Thanks to the many demands on the average employee’s time (work, family, etc.), workplace flexibility has become one of the most highly sought-after benefits (especially by younger workers). But what exactly does the phrase “workplace flexibility” mean, what does it look like in practice, and how can employers go about making their workplaces more flexible?

 

The phrase workplace flexibility gets thrown around a lot when people are talking about company culture, but not everyone is clear on what the phrase really means. Some people equate workplace flexibility with the practice of allowing employees to work a flex schedule (four 10-hour days vs. five 8-hour days, or some other combination). And while an employer seeking to create a more flexible workplace might certainly choose to implement a flex schedule, scheduling is just one component of the much larger concept that is workplace flexibility.

So, what is workplace flexibility?

For a definition, we went to straight to the top employment authority in the country: The U.S. Department of Labor (DOL). Here’s how the DOL defines workplace flexibility:

Essentially, flexibility enables both individual and business needs to be met through making changes to the time (when), location (where), and manner (how) in which an employee works. Flexibility should be mutually beneficial to both the employer and employee and result in superior outcomes.
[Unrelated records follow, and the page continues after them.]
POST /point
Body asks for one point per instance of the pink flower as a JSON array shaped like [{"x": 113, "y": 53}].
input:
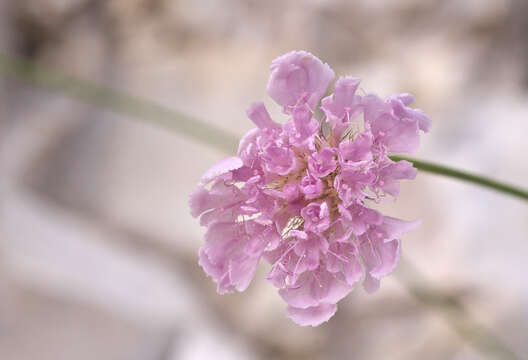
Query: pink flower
[
  {"x": 322, "y": 163},
  {"x": 296, "y": 196}
]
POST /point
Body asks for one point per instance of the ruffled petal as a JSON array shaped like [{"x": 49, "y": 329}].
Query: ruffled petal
[{"x": 298, "y": 75}]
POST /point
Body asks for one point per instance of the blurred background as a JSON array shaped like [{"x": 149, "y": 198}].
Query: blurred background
[{"x": 98, "y": 253}]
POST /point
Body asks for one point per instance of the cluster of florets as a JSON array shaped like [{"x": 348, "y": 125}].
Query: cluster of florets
[{"x": 297, "y": 194}]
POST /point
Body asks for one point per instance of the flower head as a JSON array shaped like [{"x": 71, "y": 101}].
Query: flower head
[{"x": 298, "y": 197}]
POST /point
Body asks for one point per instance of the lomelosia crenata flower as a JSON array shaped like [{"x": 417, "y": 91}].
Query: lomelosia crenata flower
[{"x": 297, "y": 195}]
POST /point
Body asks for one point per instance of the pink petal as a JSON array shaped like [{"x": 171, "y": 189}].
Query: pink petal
[{"x": 313, "y": 316}]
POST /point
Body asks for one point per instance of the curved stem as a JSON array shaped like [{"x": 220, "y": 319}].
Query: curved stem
[{"x": 465, "y": 176}]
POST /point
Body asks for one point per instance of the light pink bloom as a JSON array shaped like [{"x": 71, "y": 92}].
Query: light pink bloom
[
  {"x": 298, "y": 75},
  {"x": 322, "y": 163},
  {"x": 296, "y": 196}
]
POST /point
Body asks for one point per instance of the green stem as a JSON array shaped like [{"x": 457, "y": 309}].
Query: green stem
[{"x": 465, "y": 176}]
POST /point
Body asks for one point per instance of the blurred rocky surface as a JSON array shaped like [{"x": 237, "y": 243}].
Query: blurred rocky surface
[{"x": 98, "y": 251}]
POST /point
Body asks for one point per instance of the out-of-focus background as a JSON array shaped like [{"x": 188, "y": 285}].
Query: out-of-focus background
[{"x": 98, "y": 253}]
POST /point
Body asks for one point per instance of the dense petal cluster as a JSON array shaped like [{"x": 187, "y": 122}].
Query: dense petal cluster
[{"x": 297, "y": 194}]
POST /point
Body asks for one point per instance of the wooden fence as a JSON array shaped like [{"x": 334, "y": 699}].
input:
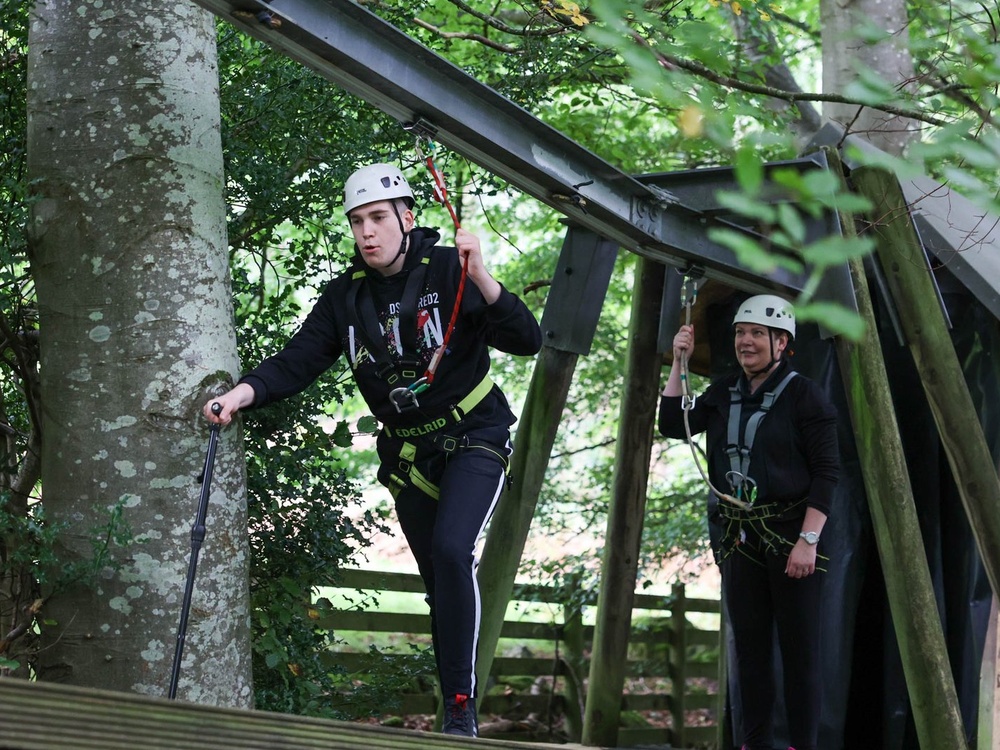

 Source: U.S. Department of Labor’s Workplace Flexibility Toolkit

This definition outlines three elements that are key when talking about flexible work arrangements: when, where and how, which for the purposes of this article will be referred to as time, place and task.

Time:

Time is perhaps the easiest element for employers to get their heads around when it comes to workplace flexibility. Companies with flexible time arrangements can go about implementing them in a number of ways:

  • Allowing employees to work a compressed workweek.
    Compressed workweeks are essentially pre-defined alternatives to the typical five 8-hour day schedules (such as the four 10-hour day example outlined earlier).
  • Allowing employees to adjust their start or end times.
    Some people work better early in the morning. Others prefer to work later in the day. One way to embrace flexibility is to give employees the freedom to tailor their workdays to the times that are most conducive to their lifestyles or habits. Even companies that operate on shift schedules can employ this strategy by allowing employees to choose which shift they want to work, or to alternate shifts as needed throughout the year.
  • Allowing employers to take longer or shorter breaks, or to break up their work days into smaller chunks.This last time strategy can also be the most challenging to implement, as there are a number of state and local laws that regulate meal and rest periods. Employers considering going this route should make sure to seek the advice of employment counsel or their HR team before rolling out any new policies.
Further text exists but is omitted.